Ist dieser Monitor empfehlenswert ? Sind ja immerhin ~200€


----------



## robbe (20. Januar 2011)

Der Monitor ist sehr empfehlenswert. Die meisten sind eigentlich der Meinung, das die Ausleuchtung  dank LED-Backlight wesentlich besser ist, als bei herkömmlicher Hintergrundbeleuchtung.
Zu den Schwarzwerten kann ich dir nichts sagen, hab allerdings mal gehört, das es wenn man ihn über HDMI anschließt nur ne Einstellungssache ist.


----------



## Painkiller (20. Januar 2011)

> Ich lese hier im Forum sehr oft von dem BX2450 nur ich habe oft in Kritiken gelesen das die Ausleuchtung nicht gut ist und der schwarzwerte


Bitte einen Link zu den Kritiken.

Zum Thema selbst:

Ich hab den Monitor selber auf dem Schreibtisch. Der BX2450 wird von vielen Usern hier im Forum genutzt. Qualitativ gibt es an ihm nichts auszusetzen. Er erfüllt seine täglichen Aufgaben zumindest bei mir ohne Probleme. Das Bild ist scharf und die Farben kräftig. Wenn man sich ein bisschen mit den Einstellungsmöglichkeiten auseinander setzt, wird man sicher nicht enttäuscht werden. Er macht sowohl beim Gaming als auch beim Arbeiten oder Blu-Ray schauen eine gute Figur.

Zur Spieleleistung:
Der Monitor verursacht keine Schlieren. Getestet hab ich das mit Unreal Tournament und Quake.
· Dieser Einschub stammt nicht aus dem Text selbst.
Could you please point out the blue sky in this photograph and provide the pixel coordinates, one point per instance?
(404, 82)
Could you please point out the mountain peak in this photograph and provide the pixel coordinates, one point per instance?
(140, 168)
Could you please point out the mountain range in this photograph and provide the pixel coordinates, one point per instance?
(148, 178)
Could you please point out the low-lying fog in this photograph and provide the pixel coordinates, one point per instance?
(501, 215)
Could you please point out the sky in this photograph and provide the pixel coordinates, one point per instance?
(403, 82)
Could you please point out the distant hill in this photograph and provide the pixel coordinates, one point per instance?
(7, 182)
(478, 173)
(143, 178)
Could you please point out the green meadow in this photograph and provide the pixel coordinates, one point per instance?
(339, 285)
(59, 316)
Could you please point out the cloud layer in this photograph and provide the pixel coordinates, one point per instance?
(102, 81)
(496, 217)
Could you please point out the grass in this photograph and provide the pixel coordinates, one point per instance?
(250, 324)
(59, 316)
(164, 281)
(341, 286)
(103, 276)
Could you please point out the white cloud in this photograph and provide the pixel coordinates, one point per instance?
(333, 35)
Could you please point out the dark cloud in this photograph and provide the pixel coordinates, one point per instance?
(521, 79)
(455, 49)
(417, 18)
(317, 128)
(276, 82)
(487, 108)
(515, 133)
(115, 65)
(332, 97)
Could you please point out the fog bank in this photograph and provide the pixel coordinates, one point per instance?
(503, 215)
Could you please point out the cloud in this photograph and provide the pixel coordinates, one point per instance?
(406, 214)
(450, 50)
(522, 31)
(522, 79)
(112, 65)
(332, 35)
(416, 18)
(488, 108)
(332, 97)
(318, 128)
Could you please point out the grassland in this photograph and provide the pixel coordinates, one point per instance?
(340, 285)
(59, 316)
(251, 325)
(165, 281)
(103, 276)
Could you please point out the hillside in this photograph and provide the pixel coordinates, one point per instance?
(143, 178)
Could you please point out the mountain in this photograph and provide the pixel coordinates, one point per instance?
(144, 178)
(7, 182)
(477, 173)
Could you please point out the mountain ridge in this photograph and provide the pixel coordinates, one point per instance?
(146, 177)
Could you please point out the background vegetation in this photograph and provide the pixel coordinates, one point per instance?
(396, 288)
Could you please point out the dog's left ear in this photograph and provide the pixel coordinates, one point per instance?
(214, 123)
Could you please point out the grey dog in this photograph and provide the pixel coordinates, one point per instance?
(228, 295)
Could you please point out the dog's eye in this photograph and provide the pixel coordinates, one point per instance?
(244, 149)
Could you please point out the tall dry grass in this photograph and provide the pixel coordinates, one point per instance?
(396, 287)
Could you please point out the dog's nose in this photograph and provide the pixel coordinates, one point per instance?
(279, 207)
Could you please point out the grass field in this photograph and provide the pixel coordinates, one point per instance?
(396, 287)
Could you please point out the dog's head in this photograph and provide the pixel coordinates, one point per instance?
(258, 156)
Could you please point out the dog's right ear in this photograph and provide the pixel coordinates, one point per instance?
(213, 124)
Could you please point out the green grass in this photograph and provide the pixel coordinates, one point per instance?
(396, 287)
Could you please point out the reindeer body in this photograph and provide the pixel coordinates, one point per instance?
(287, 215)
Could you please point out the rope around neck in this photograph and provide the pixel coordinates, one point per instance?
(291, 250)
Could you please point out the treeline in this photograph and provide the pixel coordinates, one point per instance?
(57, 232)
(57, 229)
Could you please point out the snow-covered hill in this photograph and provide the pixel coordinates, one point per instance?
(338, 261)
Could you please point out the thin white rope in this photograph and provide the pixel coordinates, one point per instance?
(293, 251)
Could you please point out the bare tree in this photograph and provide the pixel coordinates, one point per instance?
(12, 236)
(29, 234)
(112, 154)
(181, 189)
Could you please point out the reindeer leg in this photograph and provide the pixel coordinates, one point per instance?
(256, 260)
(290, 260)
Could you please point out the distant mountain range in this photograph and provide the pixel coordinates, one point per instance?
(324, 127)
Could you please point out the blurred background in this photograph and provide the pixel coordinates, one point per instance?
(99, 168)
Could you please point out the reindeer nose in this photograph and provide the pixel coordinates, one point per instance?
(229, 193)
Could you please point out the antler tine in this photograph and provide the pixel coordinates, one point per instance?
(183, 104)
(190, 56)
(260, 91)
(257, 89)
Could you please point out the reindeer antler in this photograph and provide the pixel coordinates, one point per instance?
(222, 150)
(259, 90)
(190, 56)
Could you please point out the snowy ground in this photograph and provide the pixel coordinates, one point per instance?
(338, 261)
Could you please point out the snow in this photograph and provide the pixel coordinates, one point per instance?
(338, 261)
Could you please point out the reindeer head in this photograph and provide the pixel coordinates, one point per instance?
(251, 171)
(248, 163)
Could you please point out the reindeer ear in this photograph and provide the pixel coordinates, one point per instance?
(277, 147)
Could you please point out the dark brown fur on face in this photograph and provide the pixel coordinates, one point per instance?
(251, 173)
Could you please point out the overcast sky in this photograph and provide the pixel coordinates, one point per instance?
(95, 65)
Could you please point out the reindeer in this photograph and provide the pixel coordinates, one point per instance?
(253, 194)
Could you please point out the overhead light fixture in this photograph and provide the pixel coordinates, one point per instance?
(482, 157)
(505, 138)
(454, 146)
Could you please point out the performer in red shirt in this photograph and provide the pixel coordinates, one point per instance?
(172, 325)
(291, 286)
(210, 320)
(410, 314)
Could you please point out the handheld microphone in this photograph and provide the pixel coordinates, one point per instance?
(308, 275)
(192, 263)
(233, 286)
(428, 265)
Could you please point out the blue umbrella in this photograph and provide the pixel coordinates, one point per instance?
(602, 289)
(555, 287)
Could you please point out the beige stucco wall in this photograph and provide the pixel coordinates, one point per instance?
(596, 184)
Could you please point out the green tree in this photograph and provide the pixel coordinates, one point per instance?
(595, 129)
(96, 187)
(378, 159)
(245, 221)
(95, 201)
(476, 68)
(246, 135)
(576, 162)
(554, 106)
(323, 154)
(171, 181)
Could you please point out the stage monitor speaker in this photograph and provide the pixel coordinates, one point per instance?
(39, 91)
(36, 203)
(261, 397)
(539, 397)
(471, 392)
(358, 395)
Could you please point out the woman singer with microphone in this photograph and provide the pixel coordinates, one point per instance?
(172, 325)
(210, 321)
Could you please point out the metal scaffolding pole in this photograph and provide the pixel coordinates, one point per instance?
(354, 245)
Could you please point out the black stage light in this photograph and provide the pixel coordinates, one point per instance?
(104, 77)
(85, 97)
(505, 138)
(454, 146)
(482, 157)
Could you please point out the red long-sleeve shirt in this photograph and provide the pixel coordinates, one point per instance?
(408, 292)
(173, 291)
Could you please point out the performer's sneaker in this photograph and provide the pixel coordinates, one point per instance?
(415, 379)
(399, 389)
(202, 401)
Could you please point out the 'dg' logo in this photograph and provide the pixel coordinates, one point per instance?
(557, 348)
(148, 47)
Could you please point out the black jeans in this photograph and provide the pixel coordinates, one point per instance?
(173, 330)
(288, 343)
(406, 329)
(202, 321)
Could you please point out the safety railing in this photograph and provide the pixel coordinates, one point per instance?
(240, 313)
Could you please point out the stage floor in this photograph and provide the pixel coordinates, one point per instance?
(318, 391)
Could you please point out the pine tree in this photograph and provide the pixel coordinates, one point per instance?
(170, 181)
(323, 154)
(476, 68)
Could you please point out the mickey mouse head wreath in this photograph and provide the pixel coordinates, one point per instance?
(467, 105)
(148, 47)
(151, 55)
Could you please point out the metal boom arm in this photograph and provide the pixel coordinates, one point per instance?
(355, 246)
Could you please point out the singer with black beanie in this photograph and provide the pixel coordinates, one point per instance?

Fazit von mir: Uneingeschränkte Empfehlung für Gamer & Blu-Ray-Fans


----------



## Axel_Foly (20. Januar 2011)

hab den auch seit einem Monat auf meinem Schreibtisch.
also meiner meinung nach hat sich der absolut gelohnt.

zocke vor allem shooter (cs, cod) und schlieren oder ähnliches hatte ich nie. nur die standarteinstellungen sollte man schon etwas anpassen, dann wird das bild deutlich besser.


----------



## hulkhardy1 (20. Januar 2011)

Jep, kann mich Painkiller nur anschließen habe ihn auch hier und der einzige wirkliche Kritik Punkt ist der das der Werkseinstellungen für den Fisch sind aber das ist bei vielen Monitoren so da  jeder eine andere Farbwahrnehmung  und Helligkeitsempfinden hat. Auch eine Kaufempfehlung von mir!


----------



## Painkiller (20. Januar 2011)

In dem Thread wird meistens über die Einstellungen des BX2450 gefachsimpelt. Falls du dich also für ihn entscheidest, findest du hier ein paar Einstellungsmöglichkeiten. 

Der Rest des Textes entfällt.